If you don't think it is fair for you to be separated from your kids for two years.
What makes it fair that the bio dad of your skids is to be separated from his kids for two years: because YOU want to do something.

just.his.wife's picture

Truthfully, if the courts find in your wifes favor that you can take the skids with you, calculate into your budget 2 round trip tickets to see their dad at least 2-3 times a year.

Normally the parent who moves extreme distances is the parent who is responsible for all trasportation costs.

Rags's picture

You may be able to get a court to make a change in physical custody based on the advantages your expat job may provide for your family including the Skids.

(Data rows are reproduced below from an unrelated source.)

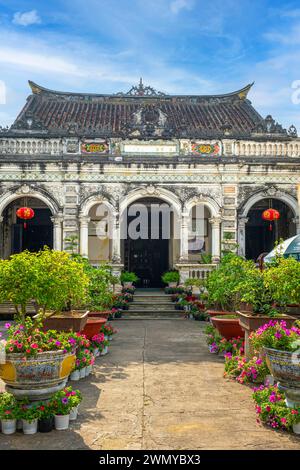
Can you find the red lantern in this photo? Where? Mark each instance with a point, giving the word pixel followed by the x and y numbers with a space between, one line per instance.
pixel 271 215
pixel 25 213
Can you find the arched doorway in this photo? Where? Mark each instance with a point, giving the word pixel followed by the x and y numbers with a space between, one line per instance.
pixel 259 238
pixel 148 245
pixel 38 233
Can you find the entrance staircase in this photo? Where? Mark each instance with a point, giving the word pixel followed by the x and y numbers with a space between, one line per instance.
pixel 152 304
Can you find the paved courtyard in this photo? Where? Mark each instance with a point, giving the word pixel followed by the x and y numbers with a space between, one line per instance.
pixel 159 388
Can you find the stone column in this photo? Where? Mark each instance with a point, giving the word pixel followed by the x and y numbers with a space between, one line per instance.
pixel 57 232
pixel 242 235
pixel 116 241
pixel 84 236
pixel 184 238
pixel 216 239
pixel 298 215
pixel 1 238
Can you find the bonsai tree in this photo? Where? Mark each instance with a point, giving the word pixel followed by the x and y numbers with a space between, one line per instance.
pixel 282 279
pixel 170 277
pixel 51 279
pixel 127 276
pixel 222 283
pixel 254 290
pixel 101 287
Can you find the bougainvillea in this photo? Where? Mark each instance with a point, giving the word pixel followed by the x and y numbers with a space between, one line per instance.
pixel 272 410
pixel 253 371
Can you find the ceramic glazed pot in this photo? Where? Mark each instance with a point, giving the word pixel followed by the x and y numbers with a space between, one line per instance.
pixel 30 427
pixel 8 426
pixel 38 377
pixel 228 327
pixel 74 413
pixel 93 326
pixel 285 368
pixel 75 375
pixel 127 284
pixel 251 323
pixel 61 422
pixel 104 351
pixel 46 425
pixel 296 428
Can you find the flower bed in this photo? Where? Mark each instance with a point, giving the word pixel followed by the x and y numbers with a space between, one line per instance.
pixel 272 410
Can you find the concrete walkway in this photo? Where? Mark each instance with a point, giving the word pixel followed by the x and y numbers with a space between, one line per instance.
pixel 159 388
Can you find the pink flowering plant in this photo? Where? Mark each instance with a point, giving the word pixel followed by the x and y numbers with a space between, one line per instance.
pixel 243 371
pixel 8 406
pixel 29 339
pixel 276 335
pixel 61 402
pixel 108 330
pixel 97 340
pixel 272 410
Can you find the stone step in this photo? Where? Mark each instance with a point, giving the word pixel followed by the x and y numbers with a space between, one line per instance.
pixel 152 312
pixel 151 306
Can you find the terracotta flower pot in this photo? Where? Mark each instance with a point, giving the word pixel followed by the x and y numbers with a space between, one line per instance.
pixel 285 368
pixel 100 314
pixel 228 327
pixel 66 321
pixel 214 313
pixel 251 323
pixel 93 326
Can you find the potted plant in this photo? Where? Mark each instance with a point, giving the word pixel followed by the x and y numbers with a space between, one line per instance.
pixel 128 278
pixel 282 348
pixel 261 290
pixel 171 278
pixel 100 290
pixel 52 280
pixel 75 398
pixel 61 405
pixel 196 285
pixel 29 352
pixel 221 286
pixel 30 414
pixel 8 413
pixel 46 417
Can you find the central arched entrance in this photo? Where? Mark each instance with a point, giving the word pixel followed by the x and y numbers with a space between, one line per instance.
pixel 15 237
pixel 148 243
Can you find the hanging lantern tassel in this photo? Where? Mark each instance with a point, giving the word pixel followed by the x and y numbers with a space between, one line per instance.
pixel 25 213
pixel 271 215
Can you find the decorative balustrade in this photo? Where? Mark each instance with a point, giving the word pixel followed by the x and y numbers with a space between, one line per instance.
pixel 194 271
pixel 30 146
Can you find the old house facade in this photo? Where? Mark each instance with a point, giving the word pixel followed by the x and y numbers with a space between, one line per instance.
pixel 68 153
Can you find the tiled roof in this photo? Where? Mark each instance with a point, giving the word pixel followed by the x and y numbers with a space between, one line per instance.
pixel 142 112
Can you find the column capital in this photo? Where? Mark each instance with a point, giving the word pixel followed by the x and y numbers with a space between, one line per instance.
pixel 57 219
pixel 215 221
pixel 84 220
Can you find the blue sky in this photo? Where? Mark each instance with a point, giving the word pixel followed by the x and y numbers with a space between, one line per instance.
pixel 177 46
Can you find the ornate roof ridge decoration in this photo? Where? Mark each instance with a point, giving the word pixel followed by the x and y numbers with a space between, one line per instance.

With an arrears of $66k to beat BioDad over the head with you may be able to work something out with him. I would not forgive it but hint that you might work with him on it. You may be able to get his approval to take the Skids with you and he gets school breat visitation time.

Not likely, put possible.

As others have said, as a Sparent you have no official rights or standing though as a custodial StepDad I have always taken whatever rights I chose and give DickHead the option of doing what we tell him to do when we tell him to do it or to meet us in court. He has never taken us up on our offer to see us in court.

With a deadbeat BioDad you may have more leverage than you would if he were not a worthless POS who is in arrears $66K.

I never worked as an expat while SS was a minor though we did go an several international trips. However, we are currently expats and have been for the past 2 years.

Good luck with your expat adventure. I hope you can get BioDad to play ball.